According to the 9th Circuit Court of Appeals, the offensive content does not violate Free Exercise rights. A petition for certiorari was filed last week.
by Massimo Introvigne
Can a state include incorrect and offensive statements about a religion in its educational material, whose use is mandatory in public schools? The U.S. 9th Circuit Court of Appeals in a decision of September 3, 2020, in the case of California Parents for the Equalization of Educational Materials v. Torlakson, answered that “offensive content that does not penalize, interfere with, or otherwise burden religious exercise does not violate Free Exercise rights.” In the specific case, the judges deemed the content not “disparaging” or discriminatory, and rejected the testimony of an academic who had argued otherwise. But, even if the content had been “offensive,” the Court of Appeals maintained that including such material in school textbooks does not penalize the free exercise of religion.
The question goes well beyond the specific religion offended, Hinduism, and on February 16 a petition for certiorari was filed with the Supreme Court. It would be indeed interesting to have a Supreme Court decision on this matter.
The State of California Board of Education publishes something called the “History-Social Science Content Standards” and the “History-Social Science Framework”, to which public schools in the state should mandatorily adhere. They discuss inter alia world religions, and put the Board in trouble before. For instance, Jews obtained the removal of a reference to the Gospel parable of the Good Samaritan, which was regarded as offensive to Jewish clergy. Muslims successfully protested against the statement that “Muslim leaders forced Hindus to convert” after the Mughal invasion of India, and the sentence was removed.
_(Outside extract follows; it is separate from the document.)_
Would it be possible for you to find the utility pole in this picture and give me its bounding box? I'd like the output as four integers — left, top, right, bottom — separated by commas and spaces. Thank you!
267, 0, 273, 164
However, the Board refused to accommodate claims by Hindus, and a coalition of Hindu parents was formed under the name California Parents for Equalization of Educational Materials. They sued the Board, but lost. Hence, their petition for the Supreme Court to intervene.
The Hindu parents challenge the non-problematic adoption in the materials of the so-called Aryan invasion theory, according to which fair-skinned Aryan peoples invaded India, and were largely responsible for the creation of the Hindu religion. In this crude form, the theory is certainly not supported by contemporary scholars, and the Hindu parents call it “racist, colonialist, and erroneous.”
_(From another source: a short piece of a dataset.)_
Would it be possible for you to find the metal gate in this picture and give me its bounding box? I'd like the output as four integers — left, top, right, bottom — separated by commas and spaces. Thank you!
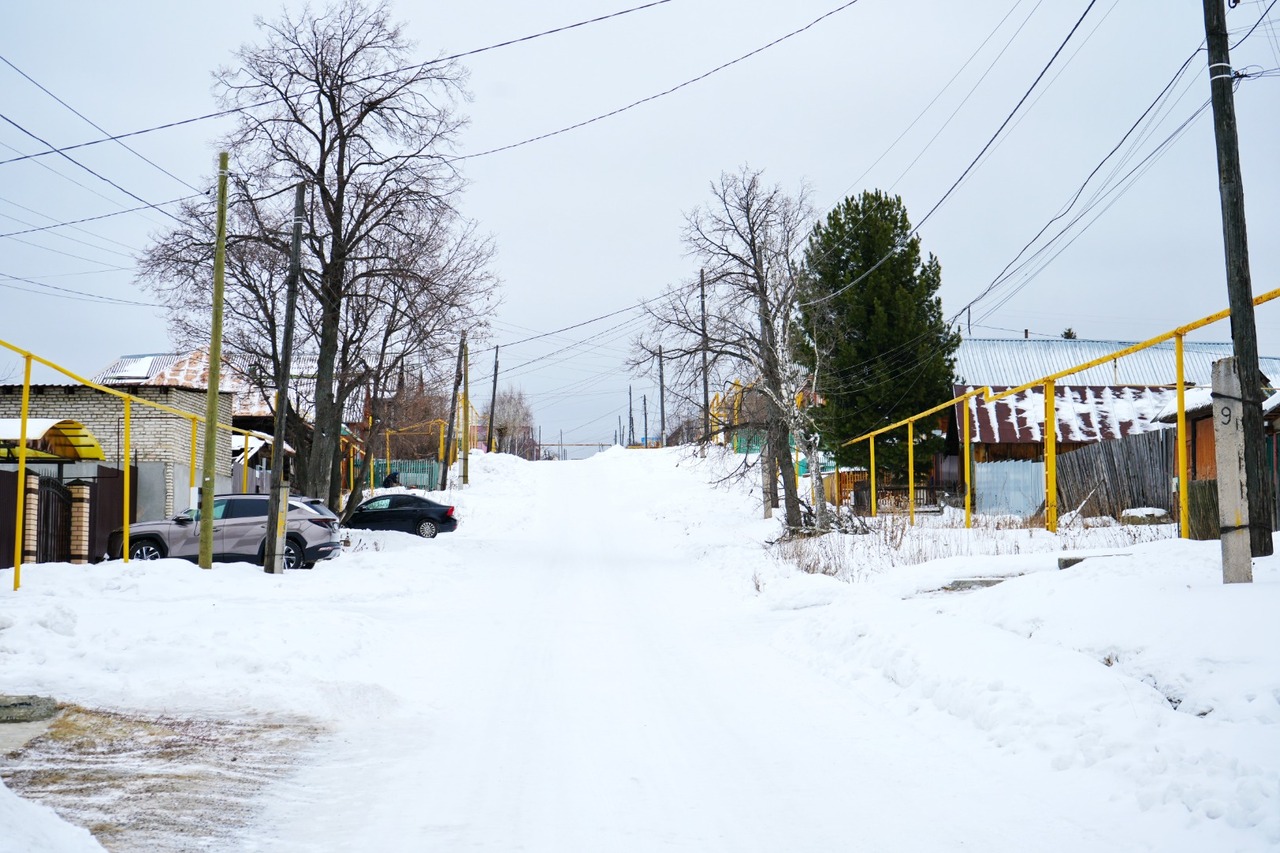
36, 476, 72, 562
The California materials go on describing “Brahmanism” as the religion of the higher Aryan priestly caste, and how it evolved into “Hinduism.” Here again, extremely complicated and controversial historical facts, on which many different theories exist, are reduced to a simplistic scheme. The conclusion offered in the California materials direct the attention of the students to the caste system and its negative social effects as a main feature of Hinduism.
Finally, the parents also contest the representation of the Bhagavad Gita as the main and normative sacred scripture of Hinduism, and in fact the only Hindu scripture mentioned in the California materials, something that has also been challenged by contemporary scholars as a myth created by orientalist Western observers and some neo-Hindu currents in India.
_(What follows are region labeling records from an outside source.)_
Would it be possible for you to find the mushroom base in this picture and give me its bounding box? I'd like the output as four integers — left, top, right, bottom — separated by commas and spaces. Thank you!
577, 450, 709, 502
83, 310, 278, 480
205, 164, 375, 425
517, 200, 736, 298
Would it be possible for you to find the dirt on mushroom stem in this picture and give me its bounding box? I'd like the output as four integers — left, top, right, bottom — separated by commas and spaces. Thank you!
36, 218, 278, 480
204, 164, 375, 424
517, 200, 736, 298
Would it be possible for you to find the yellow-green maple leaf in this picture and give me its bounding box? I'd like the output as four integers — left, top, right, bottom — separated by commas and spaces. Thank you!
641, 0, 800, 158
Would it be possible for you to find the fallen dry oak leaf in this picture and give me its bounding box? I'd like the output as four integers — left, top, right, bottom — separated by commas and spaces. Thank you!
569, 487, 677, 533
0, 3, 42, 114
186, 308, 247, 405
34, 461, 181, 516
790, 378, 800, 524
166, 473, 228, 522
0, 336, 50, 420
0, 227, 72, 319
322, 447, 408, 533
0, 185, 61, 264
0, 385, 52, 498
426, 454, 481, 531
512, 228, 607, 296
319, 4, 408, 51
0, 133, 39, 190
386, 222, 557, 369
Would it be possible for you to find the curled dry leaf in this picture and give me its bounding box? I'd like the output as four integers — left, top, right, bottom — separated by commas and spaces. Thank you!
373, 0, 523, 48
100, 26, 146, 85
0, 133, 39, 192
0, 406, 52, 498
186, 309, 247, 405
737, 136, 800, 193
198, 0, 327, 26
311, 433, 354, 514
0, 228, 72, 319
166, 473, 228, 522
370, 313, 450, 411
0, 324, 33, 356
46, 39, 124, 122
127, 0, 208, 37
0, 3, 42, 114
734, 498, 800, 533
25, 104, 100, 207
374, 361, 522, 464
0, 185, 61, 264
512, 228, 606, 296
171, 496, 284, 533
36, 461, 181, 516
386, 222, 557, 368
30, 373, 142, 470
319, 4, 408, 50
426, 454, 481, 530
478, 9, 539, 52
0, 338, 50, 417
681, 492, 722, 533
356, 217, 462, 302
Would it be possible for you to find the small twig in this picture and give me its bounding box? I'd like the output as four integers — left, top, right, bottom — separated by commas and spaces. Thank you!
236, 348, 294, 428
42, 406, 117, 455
While it is true that students are not college professors, and cannot be requested to go deep into scholarly controversies, the fact remains that among competing narratives about Hindu origins, one has been selected that many Hindus find offensive, without informing the students that alternative views exist. The Hindu parents claim that Christianity and other religions are presented in the educational materials in a more accurate and respectful way. It is a delicate matter, and one the Supreme Court would do well to settle.